The Open Archives Initiative (OAI) | Top |
Recap of the main ideas of OAI
Basic functioning of OAI-PMH
OAI: general assumptions | Top |
There are two groups of 'participants': Data Providers and Service Providers.
Data Providers (open archives, repositories) provide free access to metadata, and may, but do not necessarily, offer free access to full texts or other resources. OAI-PMH provides an easy to implement, low barrier solution for Data Providers.
Service Providers use the OAI interfaces of the Data Providers to harvest and store metadata. Note that this means that there are no live search requests to the Data Providers; rather, services are based on the harvested data via OAI-PMH. Service Providers may select certain subsets from Data Providers (e.g., by set hierarchy or date stamp). Service Providers offer (value-added) services on the basis of the metadata harvested, and they may enrich the harvested metadata in order to do so.

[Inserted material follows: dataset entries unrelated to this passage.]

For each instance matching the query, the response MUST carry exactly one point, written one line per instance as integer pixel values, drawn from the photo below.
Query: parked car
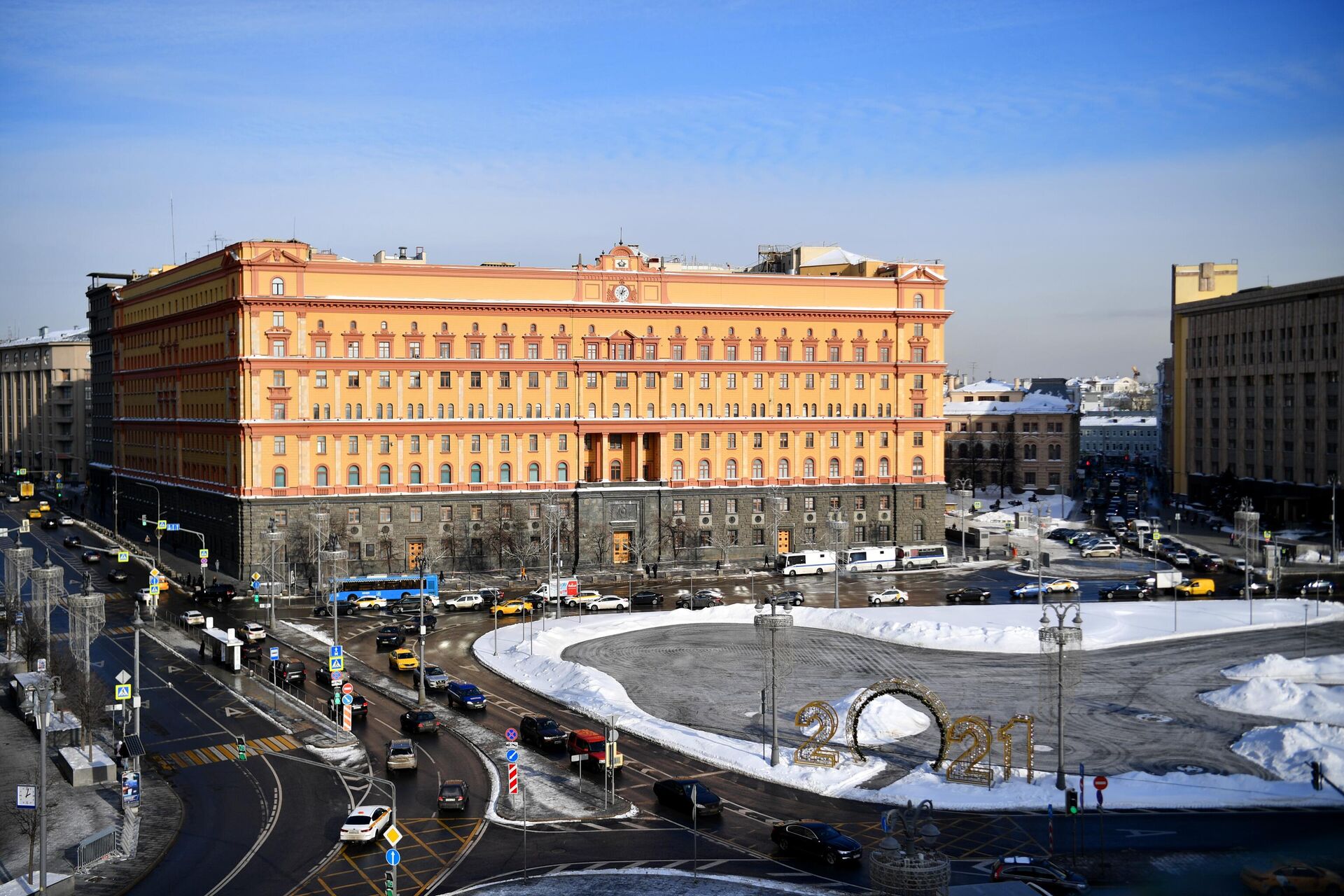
(647, 598)
(678, 793)
(698, 602)
(435, 678)
(816, 840)
(889, 596)
(366, 822)
(540, 731)
(452, 794)
(1042, 872)
(420, 722)
(401, 755)
(402, 660)
(465, 696)
(979, 596)
(470, 601)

OAI-PMH: overview and structure model | Top |
The OAI-PMH protocol is based on HTTP. Request arguments are issued as GET
or POST parameters. OAI-PMH supports six request types
(known as "verbs"), e.g.,
http://archive.org?verb=ListRecords&from=2002-11-01.
Responses are encoded in XML syntax. OAI-PMH supports any metadata format encoded in XML. Dublin Core is the minimal format specified for basic interoperability.

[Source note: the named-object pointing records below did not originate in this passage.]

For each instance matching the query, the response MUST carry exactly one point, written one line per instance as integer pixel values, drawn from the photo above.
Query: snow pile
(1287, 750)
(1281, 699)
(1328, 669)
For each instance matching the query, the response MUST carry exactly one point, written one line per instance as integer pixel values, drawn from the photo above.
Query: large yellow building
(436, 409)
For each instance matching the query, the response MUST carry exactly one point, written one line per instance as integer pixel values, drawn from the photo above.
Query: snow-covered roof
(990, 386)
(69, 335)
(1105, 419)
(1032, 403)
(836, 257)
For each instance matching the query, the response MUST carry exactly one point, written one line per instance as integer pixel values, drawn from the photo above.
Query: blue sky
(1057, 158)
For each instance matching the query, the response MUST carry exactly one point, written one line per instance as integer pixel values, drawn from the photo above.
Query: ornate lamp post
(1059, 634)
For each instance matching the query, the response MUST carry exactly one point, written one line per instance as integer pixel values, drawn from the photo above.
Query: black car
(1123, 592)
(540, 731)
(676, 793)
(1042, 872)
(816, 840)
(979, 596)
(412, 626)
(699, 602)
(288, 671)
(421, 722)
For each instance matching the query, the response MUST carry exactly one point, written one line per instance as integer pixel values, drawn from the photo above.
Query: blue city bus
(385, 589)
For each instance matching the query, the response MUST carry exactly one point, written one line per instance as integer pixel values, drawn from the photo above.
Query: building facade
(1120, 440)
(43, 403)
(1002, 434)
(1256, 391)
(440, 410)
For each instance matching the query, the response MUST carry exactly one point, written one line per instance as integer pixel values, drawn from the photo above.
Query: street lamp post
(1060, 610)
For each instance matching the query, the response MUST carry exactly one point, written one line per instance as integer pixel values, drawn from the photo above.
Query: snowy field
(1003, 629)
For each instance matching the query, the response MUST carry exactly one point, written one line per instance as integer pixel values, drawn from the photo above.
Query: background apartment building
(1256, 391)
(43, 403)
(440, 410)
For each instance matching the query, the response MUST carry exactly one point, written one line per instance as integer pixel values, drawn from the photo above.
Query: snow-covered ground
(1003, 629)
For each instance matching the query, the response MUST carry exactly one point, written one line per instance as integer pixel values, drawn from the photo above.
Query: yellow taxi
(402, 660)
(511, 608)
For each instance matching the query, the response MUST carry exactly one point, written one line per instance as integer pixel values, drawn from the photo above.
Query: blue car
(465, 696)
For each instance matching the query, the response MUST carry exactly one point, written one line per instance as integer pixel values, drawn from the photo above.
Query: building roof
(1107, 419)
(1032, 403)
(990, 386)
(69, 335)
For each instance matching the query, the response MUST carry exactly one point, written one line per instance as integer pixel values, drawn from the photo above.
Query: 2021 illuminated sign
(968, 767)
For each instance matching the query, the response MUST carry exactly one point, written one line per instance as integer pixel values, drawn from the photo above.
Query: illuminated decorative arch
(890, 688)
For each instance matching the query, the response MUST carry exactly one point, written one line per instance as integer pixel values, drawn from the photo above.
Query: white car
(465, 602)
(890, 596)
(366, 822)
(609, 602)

Error messages are HTTP-based.
Data Providers may define a logical set hierarchy to support levels of granularity for harvesting by Service Providers. Date stamps flag the last change of the metadata set, and thus provide further support for granularity of harvesting.

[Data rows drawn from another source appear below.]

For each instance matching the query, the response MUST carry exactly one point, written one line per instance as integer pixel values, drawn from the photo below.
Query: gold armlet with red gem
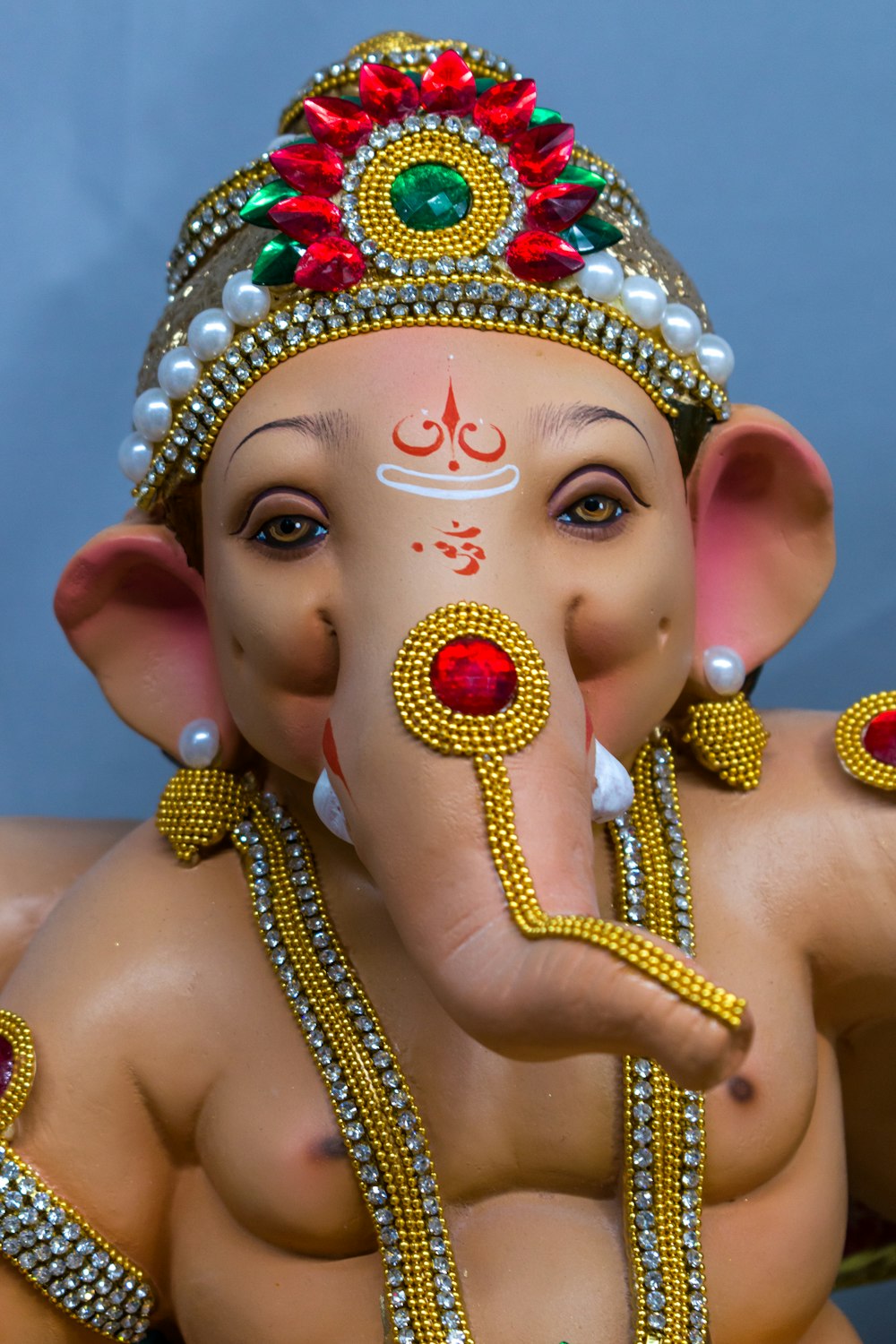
(48, 1241)
(866, 741)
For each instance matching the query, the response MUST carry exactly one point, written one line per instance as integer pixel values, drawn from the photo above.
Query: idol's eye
(290, 532)
(592, 511)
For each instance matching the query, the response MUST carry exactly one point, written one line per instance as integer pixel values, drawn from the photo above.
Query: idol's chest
(269, 1139)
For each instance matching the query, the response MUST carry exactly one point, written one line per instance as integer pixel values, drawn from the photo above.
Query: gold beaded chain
(662, 1193)
(382, 1125)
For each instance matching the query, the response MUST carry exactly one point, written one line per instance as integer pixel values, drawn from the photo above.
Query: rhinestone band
(376, 1116)
(295, 327)
(381, 1123)
(48, 1241)
(664, 1124)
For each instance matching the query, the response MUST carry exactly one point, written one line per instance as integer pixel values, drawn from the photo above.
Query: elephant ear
(762, 507)
(134, 612)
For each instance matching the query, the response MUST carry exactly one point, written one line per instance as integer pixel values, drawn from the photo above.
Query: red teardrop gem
(473, 676)
(541, 258)
(556, 207)
(330, 263)
(879, 737)
(314, 168)
(449, 86)
(338, 123)
(541, 153)
(306, 218)
(387, 94)
(504, 110)
(7, 1064)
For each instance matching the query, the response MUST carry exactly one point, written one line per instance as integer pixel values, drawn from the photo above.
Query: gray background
(759, 136)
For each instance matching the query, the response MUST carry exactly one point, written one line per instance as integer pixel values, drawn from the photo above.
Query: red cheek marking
(331, 755)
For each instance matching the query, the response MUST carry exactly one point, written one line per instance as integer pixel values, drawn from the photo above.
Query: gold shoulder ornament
(866, 741)
(48, 1241)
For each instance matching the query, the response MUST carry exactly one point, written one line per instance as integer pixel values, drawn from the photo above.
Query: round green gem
(430, 196)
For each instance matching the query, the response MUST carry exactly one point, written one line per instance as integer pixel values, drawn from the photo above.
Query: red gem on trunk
(314, 168)
(505, 110)
(556, 207)
(473, 676)
(449, 86)
(7, 1064)
(541, 258)
(328, 265)
(541, 153)
(306, 218)
(338, 123)
(386, 93)
(879, 737)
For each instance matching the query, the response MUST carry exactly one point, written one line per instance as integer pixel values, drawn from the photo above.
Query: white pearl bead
(152, 414)
(199, 744)
(179, 373)
(643, 300)
(210, 333)
(279, 142)
(724, 669)
(716, 357)
(134, 456)
(600, 277)
(244, 301)
(680, 328)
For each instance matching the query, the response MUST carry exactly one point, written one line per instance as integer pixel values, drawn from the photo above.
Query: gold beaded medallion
(866, 738)
(489, 198)
(487, 738)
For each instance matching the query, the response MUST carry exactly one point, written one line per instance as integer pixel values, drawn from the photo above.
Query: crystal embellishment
(430, 195)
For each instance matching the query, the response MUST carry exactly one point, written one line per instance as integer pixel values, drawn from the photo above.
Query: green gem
(430, 196)
(255, 209)
(277, 263)
(591, 234)
(583, 177)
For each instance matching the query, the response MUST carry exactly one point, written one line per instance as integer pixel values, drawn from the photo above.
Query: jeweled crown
(414, 183)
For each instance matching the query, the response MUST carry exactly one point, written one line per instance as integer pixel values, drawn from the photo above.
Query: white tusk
(330, 809)
(613, 789)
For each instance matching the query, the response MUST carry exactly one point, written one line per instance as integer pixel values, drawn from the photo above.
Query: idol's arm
(39, 859)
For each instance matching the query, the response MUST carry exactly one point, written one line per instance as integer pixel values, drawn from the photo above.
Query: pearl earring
(613, 789)
(330, 809)
(199, 744)
(724, 669)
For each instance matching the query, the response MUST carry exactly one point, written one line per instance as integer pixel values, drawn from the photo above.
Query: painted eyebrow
(551, 421)
(331, 429)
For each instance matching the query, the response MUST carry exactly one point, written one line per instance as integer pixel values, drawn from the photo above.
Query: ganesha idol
(490, 972)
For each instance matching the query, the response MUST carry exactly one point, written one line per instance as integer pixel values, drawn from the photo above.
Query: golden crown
(414, 183)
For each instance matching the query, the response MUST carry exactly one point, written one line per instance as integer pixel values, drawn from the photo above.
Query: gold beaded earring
(199, 806)
(726, 736)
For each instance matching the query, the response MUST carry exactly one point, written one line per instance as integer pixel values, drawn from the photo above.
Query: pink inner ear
(763, 538)
(134, 612)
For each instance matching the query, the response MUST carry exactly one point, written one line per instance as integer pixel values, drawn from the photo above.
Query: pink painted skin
(595, 559)
(611, 564)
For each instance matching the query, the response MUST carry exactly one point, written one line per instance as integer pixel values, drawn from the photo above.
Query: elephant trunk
(418, 823)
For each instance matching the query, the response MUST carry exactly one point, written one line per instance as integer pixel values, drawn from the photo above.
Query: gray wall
(759, 137)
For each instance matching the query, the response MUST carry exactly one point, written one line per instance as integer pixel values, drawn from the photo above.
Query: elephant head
(357, 491)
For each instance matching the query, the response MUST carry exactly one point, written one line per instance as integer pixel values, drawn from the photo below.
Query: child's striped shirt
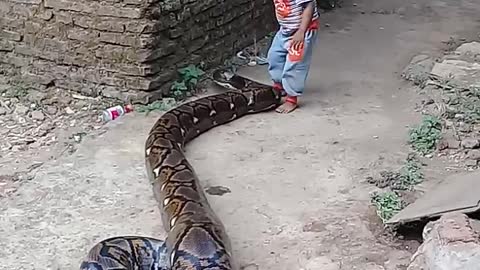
(289, 14)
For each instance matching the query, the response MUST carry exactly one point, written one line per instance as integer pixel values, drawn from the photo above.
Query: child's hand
(297, 39)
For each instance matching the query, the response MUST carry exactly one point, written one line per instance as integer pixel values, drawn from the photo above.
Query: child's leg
(277, 55)
(296, 71)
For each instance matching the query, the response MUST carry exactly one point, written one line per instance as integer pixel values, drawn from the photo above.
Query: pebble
(68, 110)
(474, 154)
(38, 115)
(52, 110)
(470, 143)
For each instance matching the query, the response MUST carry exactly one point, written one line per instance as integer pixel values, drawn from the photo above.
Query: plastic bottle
(115, 112)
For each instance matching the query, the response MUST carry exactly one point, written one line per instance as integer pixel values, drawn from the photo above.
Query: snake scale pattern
(196, 238)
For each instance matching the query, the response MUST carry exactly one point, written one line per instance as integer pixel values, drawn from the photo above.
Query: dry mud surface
(298, 197)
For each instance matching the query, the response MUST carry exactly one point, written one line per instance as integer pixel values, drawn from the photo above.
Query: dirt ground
(298, 196)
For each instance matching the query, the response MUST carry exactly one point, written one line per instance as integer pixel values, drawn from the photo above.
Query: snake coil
(196, 237)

OAI-PMH supports flow control.
Seven key definitions | Top |
Harvester:
client application issuing OAI-PMH requests
Repository:
network accessible server, able to process OAI-PMH requests correctly
Resource:
object the metadata is "about", nature of resources is not defined
in the OAI-PMH resources may be digital or non-digital
Item:
component of an repository from which metadata about a resource can be disseminated;
has an unique identifier
Record:
metadata in a specific metadata format
Identifier:
unique key for an item in a repository
Set:
optional construct for grouping items in a repository
Protocol details | Top |
A record is the metadata of a resource in a specific format. A record has three parts: a header and metadata, both of which are mandatory, and an optional about statement. Each of these is made up of various components as set out below.
header (mandatory)
identifier (mandatory: 1 only)
datestamp (mandatory: 1 only)
setSpec elements (optional: 0, 1 or
more)
status attribute for deleted item
metadata (mandatory)
XML encoded metadata with root tag, namespace
repositories must support Dublin Core, may support other
formats
about (optional)
rights statements
provenance statements
A datestamp is the date of last modification of a metadata record. Datestamp
is a mandatory characteristic of every item. It has two possible levels of granularity:
YYYY-MM-DD or YYYY-MM-DDThh:mm:ssZ.
The function of the datestamp is to provide information on metadata that enables selective harvesting using from and until arguments. Its applications are in incremental update mechanisms. It gives either the date of creation, last modification, or deletion. Deletion is covered with three support levels: no, persistent, transient.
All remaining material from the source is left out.